Виктория – чуть старше моей мамы, попала в Освенцим семнадцатилетней девчонкой. Её забросили в тыл к фашистам, чтобы она передавала ценные сведенья. Но она не успела передать ни одного сведенья: её схватили тут же, как только она приземлилась со своим парашютом… Виктория говорит, что выжила в лагере, только благодаря моей бабушке. У бабушки было три «лагерных дочки». Она подкармливала их, чем могла, отдавала им свой кусочек брюквы, или хлеба, а главное – она согревала их в холодные ночи. Ведь многие умирали именно ночью, от переохлаждения, и утром из бараков выносили посиневшие трупы и складывали в штабеля…
А у бабушки моей есть потрясающее свойство: она никогда не мёрзнет, у неё всегда горячие руки и ноги. И главное – она умеет отдавать своё тепло, делиться теплом с тем, кому холодно.
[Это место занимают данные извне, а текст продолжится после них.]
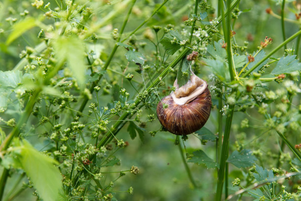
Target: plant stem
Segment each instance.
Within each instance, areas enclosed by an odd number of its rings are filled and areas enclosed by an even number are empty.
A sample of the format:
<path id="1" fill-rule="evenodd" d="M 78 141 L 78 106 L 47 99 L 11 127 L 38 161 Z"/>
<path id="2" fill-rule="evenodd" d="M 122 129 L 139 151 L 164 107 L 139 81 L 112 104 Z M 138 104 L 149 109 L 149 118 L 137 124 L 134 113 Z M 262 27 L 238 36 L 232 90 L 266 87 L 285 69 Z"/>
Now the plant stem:
<path id="1" fill-rule="evenodd" d="M 287 140 L 287 139 L 286 139 L 286 137 L 285 137 L 283 134 L 279 133 L 278 131 L 276 131 L 276 132 L 279 135 L 279 136 L 280 136 L 280 137 L 282 138 L 282 140 L 284 141 L 284 142 L 285 142 L 286 145 L 287 145 L 290 149 L 292 150 L 295 155 L 297 156 L 298 159 L 299 159 L 299 161 L 301 161 L 301 154 L 300 154 L 300 152 L 298 150 L 296 149 L 295 146 L 293 145 L 291 143 L 291 142 L 290 142 L 290 141 Z"/>
<path id="2" fill-rule="evenodd" d="M 268 55 L 267 55 L 267 56 L 266 56 L 263 59 L 260 60 L 260 61 L 259 61 L 256 64 L 254 65 L 254 66 L 251 69 L 250 69 L 245 73 L 242 75 L 241 77 L 246 77 L 249 74 L 252 72 L 252 71 L 253 71 L 256 67 L 258 67 L 259 65 L 260 65 L 262 63 L 263 63 L 267 59 L 269 59 L 269 58 L 271 57 L 271 55 L 272 55 L 273 54 L 277 52 L 281 47 L 282 47 L 283 46 L 284 46 L 285 45 L 286 45 L 286 44 L 287 44 L 288 43 L 292 41 L 294 38 L 295 38 L 295 37 L 299 35 L 300 34 L 301 34 L 301 30 L 300 30 L 299 32 L 295 33 L 294 35 L 292 35 L 291 37 L 287 38 L 286 40 L 285 40 L 285 41 L 283 41 L 282 43 L 279 45 L 277 47 L 276 47 L 275 49 L 272 50 L 270 53 L 268 54 Z"/>
<path id="3" fill-rule="evenodd" d="M 222 144 L 223 142 L 223 114 L 221 112 L 220 112 L 223 108 L 223 100 L 221 96 L 222 94 L 220 95 L 220 97 L 218 98 L 218 111 L 217 111 L 217 121 L 218 122 L 218 144 L 217 152 L 218 157 L 216 159 L 217 161 L 219 161 L 220 160 Z"/>
<path id="4" fill-rule="evenodd" d="M 167 1 L 168 1 L 168 0 L 165 0 L 164 1 L 163 3 L 161 3 L 161 4 L 160 5 L 160 6 L 159 6 L 158 8 L 157 8 L 155 10 L 154 10 L 154 11 L 152 12 L 152 13 L 151 14 L 151 15 L 150 15 L 150 17 L 149 17 L 148 19 L 145 20 L 135 30 L 134 30 L 133 32 L 132 32 L 127 36 L 126 36 L 124 39 L 123 39 L 121 41 L 121 42 L 124 42 L 127 38 L 128 38 L 129 37 L 129 36 L 130 36 L 131 35 L 132 35 L 132 34 L 135 34 L 135 33 L 136 33 L 136 32 L 137 32 L 140 28 L 141 28 L 141 27 L 142 27 L 143 25 L 144 25 L 144 24 L 145 24 L 149 20 L 150 20 L 150 18 L 151 18 L 151 17 L 152 17 L 152 16 L 153 16 L 158 12 L 158 11 Z M 127 14 L 126 16 L 125 17 L 124 21 L 123 21 L 123 23 L 122 25 L 121 26 L 121 28 L 120 29 L 120 32 L 119 33 L 119 35 L 118 35 L 118 39 L 117 40 L 116 43 L 115 43 L 115 45 L 114 45 L 114 47 L 113 47 L 113 49 L 112 50 L 112 52 L 111 52 L 111 54 L 110 54 L 110 56 L 109 56 L 109 58 L 108 58 L 108 60 L 106 61 L 106 63 L 105 63 L 104 67 L 102 68 L 102 70 L 106 70 L 107 69 L 107 68 L 109 67 L 109 65 L 111 63 L 111 62 L 112 61 L 112 60 L 113 57 L 114 56 L 114 55 L 115 54 L 115 53 L 116 52 L 116 51 L 117 50 L 117 49 L 118 48 L 119 46 L 117 44 L 117 43 L 118 42 L 120 42 L 120 41 L 121 37 L 122 36 L 122 34 L 123 33 L 123 31 L 124 30 L 124 28 L 125 27 L 125 25 L 126 25 L 126 24 L 127 24 L 127 21 L 128 20 L 128 18 L 129 17 L 129 15 L 130 15 L 130 14 L 131 14 L 131 13 L 132 12 L 132 9 L 133 8 L 133 7 L 134 6 L 134 4 L 135 4 L 135 2 L 136 2 L 136 0 L 133 0 L 133 1 L 132 1 L 132 4 L 131 5 L 131 7 L 130 7 L 128 12 L 127 12 Z M 91 87 L 90 88 L 90 93 L 92 93 L 93 92 L 93 91 L 94 90 L 94 87 L 95 87 L 97 85 L 97 84 L 98 83 L 98 82 L 99 82 L 99 81 L 100 81 L 100 80 L 101 79 L 101 78 L 103 76 L 103 75 L 104 75 L 104 73 L 100 74 L 99 75 L 99 76 L 98 76 L 98 78 L 97 80 L 96 81 L 93 82 L 93 83 L 92 83 L 92 84 L 91 85 Z M 84 100 L 83 101 L 83 102 L 82 103 L 82 104 L 81 105 L 81 106 L 80 106 L 80 108 L 79 109 L 79 111 L 80 112 L 82 112 L 84 110 L 84 109 L 85 108 L 85 107 L 86 106 L 86 105 L 88 103 L 88 100 L 88 100 L 88 99 L 87 98 L 85 98 L 85 99 L 84 99 Z"/>
<path id="5" fill-rule="evenodd" d="M 282 0 L 282 5 L 281 6 L 281 29 L 282 30 L 282 37 L 283 41 L 285 41 L 285 29 L 284 28 L 284 6 L 285 6 L 285 0 Z M 284 51 L 286 49 L 286 44 L 284 44 Z"/>
<path id="6" fill-rule="evenodd" d="M 195 4 L 194 5 L 194 15 L 196 15 L 198 13 L 198 0 L 195 0 Z M 193 34 L 193 30 L 194 30 L 194 26 L 195 26 L 195 22 L 196 22 L 196 19 L 193 20 L 192 22 L 192 27 L 191 27 L 191 31 L 190 31 L 190 35 L 189 36 L 189 43 L 191 43 L 191 40 L 192 40 L 192 34 Z"/>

Так она согревала меня, маленькую, когда я мёрзла в нашей комнатке с дырявой крышей… А там, в лагере, она ложилась рядышком, обнимала несчастную истощённую девчонку, в которой едва теплилась жизнь, и – отдавала ей своё тепло. А потом переходила на другие нары, отогревать другую замерзающую дочку… И – вот чудо! – бабушкина энергия никогда не истощалась.
А ещё бабушка, как я уже сказала, была изумительной рассказчицей. У неё прекрасная память, она заядлая книголюбка, и она умеет пересказывать книги так, что всё – видно! И там, в лагере, она пересказывала книги, и напевала песни, хотя голос у неё и не очень сильный, но зато сильная воля к жизни, бабушка – человек, сильный духом. Она возвращала людям память о другой, довоенной жизни, не давала своим лагерным подругам отчаяться, сойти с ума…
Три её лагерные дочки убеждены, что жизнь им спасла моя бабушка. Они любят её, как родную мать, пишут ей письма, приезжают к ней в гости. Вот такая у меня бабушка. Дарья Лаврентьевна Панченко, в девичестве – Волоконская. Освенцимский номер на руке – 65242.
Странички из дневника:
«10 октября 1976 года.
Два дня тому Антоша научился совершенно самостоятельно вставать на коленки. Сегодня просыпаюсь – а сынок сидит! Сидит в своей кроватке и играет, со своей неизменной улыбкой на загорелой мордашке. Воскресенье, такой хороший день. Золотая осень. На душе радостно.
Вчера была на пантомиме, ребята сделали новый (замечательный!) спектакль. И я смотрела его без капли сожаления и грусти о том, что я не вместе с ними. Антоша так заполнил мою жизнь, что в ней нет места для сожалений о чём бы то ни было.